Sated, Bob and I postponed our planned Xmas cooking until December 26 and we did not disappoint, if I may say. We stuffed large pasta shells with ricotta, parmesan, Italian sausage, fresh basil and oregano, chopped spinach, onions and garlic. We topped with marinara sauce (while I fantasized about garden fresh tomatoes for next year’s din) and wala – two pans of excellent eating. We vowed to cook more the new year, to host more house concerts. We also vowed to take dance lessons after Bob’s knee surgery (January, his third joint surgery and our seventh collective surgery altogether, but who’s counting? Thankful for modern medicine.) More of our collective 2016 vows: golf more, bike more, hike more, read and write more. Visit family and friends more. Bob is sustained by the awesome congregation that is St. John’s in downtown Des Moines, where he’s served as associate pastor since 2007. But he misses his family and friends in Brooklyn, as do I. Our vacation resources are dedicated to trips to NYC. (And now also to DaveMatthews Band concerts, as our first try in 2015 was a tremendous success. My family got to enjoy a happy mama panda, and I got to sit/stand/dance next to tattoo dad, according to his t-shirt, who shared my enthusiasm for the lyrics and set list. Three fourths of us are looking forward to the 2016 tour dates. Another vow: more tailgating. Fingers crossed.) 

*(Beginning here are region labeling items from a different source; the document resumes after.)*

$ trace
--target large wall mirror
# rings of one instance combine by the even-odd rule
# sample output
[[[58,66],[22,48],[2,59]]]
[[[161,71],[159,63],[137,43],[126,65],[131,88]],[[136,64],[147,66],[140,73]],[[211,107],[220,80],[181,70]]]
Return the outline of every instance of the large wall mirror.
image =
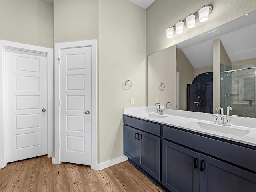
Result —
[[[256,11],[148,56],[148,106],[187,110],[187,85],[213,72],[214,106],[256,118],[255,18]]]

Mostly, I vow to more fully appreciate the gift I have in Bob, and my parents. The truth “everything ends” haunts me, as I think of all I have and all I have to lose. 

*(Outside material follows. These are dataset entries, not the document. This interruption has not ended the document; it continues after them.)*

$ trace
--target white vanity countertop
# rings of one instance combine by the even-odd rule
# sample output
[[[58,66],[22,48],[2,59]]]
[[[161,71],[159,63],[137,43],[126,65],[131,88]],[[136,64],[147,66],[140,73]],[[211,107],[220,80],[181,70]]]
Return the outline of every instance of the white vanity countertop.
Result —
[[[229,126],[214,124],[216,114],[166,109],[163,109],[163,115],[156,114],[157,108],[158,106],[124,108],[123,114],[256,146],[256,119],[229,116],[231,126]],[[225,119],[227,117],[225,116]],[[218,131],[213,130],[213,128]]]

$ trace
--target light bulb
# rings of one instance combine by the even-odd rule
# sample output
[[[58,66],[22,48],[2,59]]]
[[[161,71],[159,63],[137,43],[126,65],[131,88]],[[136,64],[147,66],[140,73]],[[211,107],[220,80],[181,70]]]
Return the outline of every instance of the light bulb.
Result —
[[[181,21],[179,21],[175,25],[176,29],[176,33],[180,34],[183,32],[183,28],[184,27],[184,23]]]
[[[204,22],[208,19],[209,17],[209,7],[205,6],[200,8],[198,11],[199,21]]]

My new job sustains me. 2015 was a pretty big year for me in terms of employment. I’ve transitioned from full-time grant writing (a white collar version of hard labor) to marketing/communications (a day job version of creative writing). I started as marketing/communications director at a large counseling and education center that provides a broad range of mental health services, plus renewal and professional development opportunities, serving more than 2,450 individuals including 700 children annually. The organizational culture of wellness and wholeness makes for a pleasant work environment. I also do some freelance writing and editing on the side, mostly with Living Lutheran blog site and The Lutheran magazine. In the vein of always wanting more, I wish I could make a living by teaching and writing. I wish all the refugees could be resettled. I wish people wouldn’t listen to hateful speech. I wish we would all seek to understand one another’s concerns. I wish peace would prevail.

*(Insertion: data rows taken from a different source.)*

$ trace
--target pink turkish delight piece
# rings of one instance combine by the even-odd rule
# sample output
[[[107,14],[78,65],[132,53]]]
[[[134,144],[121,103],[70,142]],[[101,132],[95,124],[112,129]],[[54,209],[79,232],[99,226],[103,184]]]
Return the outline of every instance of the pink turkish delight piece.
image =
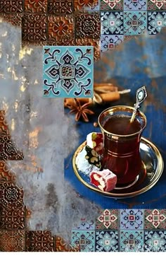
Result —
[[[89,177],[91,183],[101,191],[110,192],[115,188],[117,183],[117,175],[108,169],[92,171]]]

I wish that all of you are loved and satisfied, wherever your sanctuary is: a grand cathedral, a packed diner, a warm garage, or somewhere else. Pancakes for everyone!

I close with a litany that St. John’s used for Christmas Eve services:

Light looked down and saw darkness.
"I will go there", said Light.
Peace looked down and saw war.
"I will go there", said Peace.
Love looked down and saw hatred.
"I will go there," said Love.
So Light came and shone. So Peace came and gave rest. So Love came and brought life. And the Word was made flesh, and dwelt among us.

With love,

Terri

On behalf of the family,
Terri and Bob Speirs
Amanda and Aidan

Blog: naturalbornbleedingheart.blogspot.com
Facebook: Terri Mork Speirs

Twitter: @TerriMorkSpeirs

Christmas at St. John's Des Moines, Iowa
Xmas eve 2015, Bob and I are standing on a step, the kiddos are actually taller than us
Amanda's ceramics are getting better and better; it's such a pleasure to watch her craft develop.
We are incredibly grateful for the people who bought many of these pieces. 

James and Poppy



Live nativity at child-friendly service featured Bob as a shepherd.